Our study was limited by the availability of data, and we used data from outside of SA for certain microsimulation modules. We identified a need for more up-to-date, national, and regionally representative data on obesity incidence and prevalence, as well as specific liver diseases such as NAFLD, which are on the rise in SA [19]. More frequent, high-quality data will enable more detailed modelling of the associations between obesity and NCDs in SA and more accurate projections of the economic and health burden from NCDs. We also restricted our reporting to people of working age, who have the greatest economic influence, but this meant we could not see the true extent of obesity’s influence on slower progressing diseases such as NAFLD/NASH-related cirrhosis and liver cancer, more commonly seen in older age [48, 49].
Statement of Ethics
Our study used open-access secondary data and did not require ethical approval.

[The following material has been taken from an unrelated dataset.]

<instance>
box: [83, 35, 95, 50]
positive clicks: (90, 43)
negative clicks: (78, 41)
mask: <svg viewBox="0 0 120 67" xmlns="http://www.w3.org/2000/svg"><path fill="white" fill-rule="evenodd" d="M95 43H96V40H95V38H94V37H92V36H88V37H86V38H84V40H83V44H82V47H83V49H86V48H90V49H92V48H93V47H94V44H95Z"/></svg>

Conflict of Interest Statement
The authors have no conflicts of interest to declare.
Funding Sources
This research received no specific grant from any funding agency in the public, commercial, or not-for-profit sectors.
Author Contributions
SA conceived the study, with support from L.W. J.S. wrote the manuscript, with redrafts supported by L.W., L.R., and T.C. J.G., J.C.-G., and H.I.A.R. conducted literature reviews and sourced data for the microsimulation. T.C., L.R., and L.W. adapted the model and ran the microsimulation. J.S., T.C., and L.W. interpreted the data. S.A.A., N.F.B., N.A.A., K.A., and H.I.A.R. reviewed and substantially revised the manuscript content. All authors reviewed and approved the final version of the manuscript.
Data Availability Statement
The data supporting the findings of this study are taken from publicly available sources (as mentioned in the Methods section and Online Supplementary Material). Further enquiries can be directed to the corresponding author.